You are of the persuasion that Jesus was deserted by his disciples. Do you believe that is “literally” true? Does that mean you are “literally” selective of the Bible as you accuse the fundamentalists of being? My feeling is this: no matter what we do or accomplish in the “physical” realm ultimately we will make that final journey alone. Regardless of the number of people who are “present” or have taken up “our” cause, we face death one on one.
P.S. I hold your work and world view in very high regard. Thanks very much for that and all that you have done for me and those like me.
Dear George,
It is not quite as you seem to imagine. I don’t treat anything in the Bible as literally true, for most of it is interpretive material not the work of eyewitnesses. This is especially true of the gospels that are written 40-70 years after the crucifixion and in Greek, a language that none of his disciples spoke. That hardly makes for a literal text.
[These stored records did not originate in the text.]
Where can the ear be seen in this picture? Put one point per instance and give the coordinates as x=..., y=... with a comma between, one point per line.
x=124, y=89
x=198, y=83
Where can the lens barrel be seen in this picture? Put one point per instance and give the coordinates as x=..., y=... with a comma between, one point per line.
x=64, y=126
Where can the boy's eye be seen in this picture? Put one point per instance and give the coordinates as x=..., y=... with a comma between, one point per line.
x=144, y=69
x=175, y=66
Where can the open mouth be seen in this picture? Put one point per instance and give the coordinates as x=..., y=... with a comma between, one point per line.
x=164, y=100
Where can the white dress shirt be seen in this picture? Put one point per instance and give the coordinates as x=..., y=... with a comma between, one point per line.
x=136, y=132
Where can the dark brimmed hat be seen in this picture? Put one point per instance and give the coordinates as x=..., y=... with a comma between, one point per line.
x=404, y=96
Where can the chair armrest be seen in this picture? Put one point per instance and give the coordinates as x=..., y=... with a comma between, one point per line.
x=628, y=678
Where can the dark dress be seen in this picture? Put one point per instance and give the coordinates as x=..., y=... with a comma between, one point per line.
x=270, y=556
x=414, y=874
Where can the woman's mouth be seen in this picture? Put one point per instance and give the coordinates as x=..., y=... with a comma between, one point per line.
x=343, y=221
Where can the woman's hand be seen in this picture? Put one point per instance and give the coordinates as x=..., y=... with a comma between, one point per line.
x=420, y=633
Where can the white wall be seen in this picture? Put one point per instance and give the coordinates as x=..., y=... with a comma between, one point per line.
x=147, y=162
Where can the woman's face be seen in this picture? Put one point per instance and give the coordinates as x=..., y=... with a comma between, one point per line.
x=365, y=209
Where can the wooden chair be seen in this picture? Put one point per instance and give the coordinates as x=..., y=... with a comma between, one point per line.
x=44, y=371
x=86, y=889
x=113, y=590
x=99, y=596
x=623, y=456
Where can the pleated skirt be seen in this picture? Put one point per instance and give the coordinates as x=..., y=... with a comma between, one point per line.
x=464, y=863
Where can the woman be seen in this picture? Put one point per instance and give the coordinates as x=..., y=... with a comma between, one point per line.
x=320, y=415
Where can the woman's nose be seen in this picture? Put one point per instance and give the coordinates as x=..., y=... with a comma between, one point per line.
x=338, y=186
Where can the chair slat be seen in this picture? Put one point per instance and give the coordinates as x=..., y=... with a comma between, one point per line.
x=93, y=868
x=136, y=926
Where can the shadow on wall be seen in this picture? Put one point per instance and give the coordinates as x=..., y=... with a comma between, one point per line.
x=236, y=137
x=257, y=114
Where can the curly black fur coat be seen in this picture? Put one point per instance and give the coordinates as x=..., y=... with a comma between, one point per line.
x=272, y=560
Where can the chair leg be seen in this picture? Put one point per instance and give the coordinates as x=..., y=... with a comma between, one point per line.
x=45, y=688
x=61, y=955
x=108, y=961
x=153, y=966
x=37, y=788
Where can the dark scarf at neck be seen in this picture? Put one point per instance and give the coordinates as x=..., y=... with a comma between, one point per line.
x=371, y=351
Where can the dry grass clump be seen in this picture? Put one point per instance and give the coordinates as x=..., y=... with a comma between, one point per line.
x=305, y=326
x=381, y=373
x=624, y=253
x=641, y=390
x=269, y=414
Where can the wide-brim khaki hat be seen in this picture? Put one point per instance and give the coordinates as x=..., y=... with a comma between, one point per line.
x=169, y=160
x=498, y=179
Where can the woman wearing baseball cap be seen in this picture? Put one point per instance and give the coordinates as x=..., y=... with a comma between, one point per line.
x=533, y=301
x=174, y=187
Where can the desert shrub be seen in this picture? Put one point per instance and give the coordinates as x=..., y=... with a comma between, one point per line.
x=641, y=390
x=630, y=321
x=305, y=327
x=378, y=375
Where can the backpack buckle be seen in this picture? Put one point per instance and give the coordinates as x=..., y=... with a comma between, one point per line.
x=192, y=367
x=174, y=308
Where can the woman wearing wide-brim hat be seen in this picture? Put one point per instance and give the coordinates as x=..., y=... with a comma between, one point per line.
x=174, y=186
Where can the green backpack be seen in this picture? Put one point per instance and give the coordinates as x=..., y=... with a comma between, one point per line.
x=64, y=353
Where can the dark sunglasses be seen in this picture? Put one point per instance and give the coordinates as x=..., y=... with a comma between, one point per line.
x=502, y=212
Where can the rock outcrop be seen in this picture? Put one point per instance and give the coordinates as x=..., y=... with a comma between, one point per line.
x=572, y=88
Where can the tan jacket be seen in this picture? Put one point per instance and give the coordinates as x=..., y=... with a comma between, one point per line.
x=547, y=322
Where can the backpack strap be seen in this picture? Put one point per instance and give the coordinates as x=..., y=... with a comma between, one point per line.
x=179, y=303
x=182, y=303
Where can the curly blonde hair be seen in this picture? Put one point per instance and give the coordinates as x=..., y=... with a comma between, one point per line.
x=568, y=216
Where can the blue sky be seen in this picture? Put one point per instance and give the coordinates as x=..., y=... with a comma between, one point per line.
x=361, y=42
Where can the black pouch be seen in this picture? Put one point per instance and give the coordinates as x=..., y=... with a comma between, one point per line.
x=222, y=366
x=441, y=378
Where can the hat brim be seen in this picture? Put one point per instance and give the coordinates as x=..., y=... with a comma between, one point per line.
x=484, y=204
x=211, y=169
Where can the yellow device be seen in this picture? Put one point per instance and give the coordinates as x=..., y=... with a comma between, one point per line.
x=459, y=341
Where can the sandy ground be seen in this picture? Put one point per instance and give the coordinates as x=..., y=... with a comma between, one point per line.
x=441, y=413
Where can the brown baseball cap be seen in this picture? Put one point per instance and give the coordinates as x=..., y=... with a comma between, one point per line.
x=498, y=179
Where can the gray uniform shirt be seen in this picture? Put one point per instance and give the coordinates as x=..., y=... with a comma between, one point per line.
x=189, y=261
Not to be literal, however, does not mean that the substance of the text is not true. The first gospel, Mark, is quite clear that when Jesus was arrested, all of the disciples forsook him and fled (see Mark 14:50). The later gospels temper that in various ways to whitewash this apostolic abandonment. Mark even has Jesus quote Zechariah (Strike the shepherd and the sheep will be scattered) to justify their abandonment. One does not do that unless the abandonment was real.
By the time the gospels were written, the disciples were heroes. Yet the fact of their abandonment was so deep in Christian memory that it could not be omitted, so it was explained and justified as the fulfillment of scripture. Those are the things that have convinced me that the abandonment of Jesus by the disciples is a fact of history.
I hope this clarifies your question. Thanks for writing.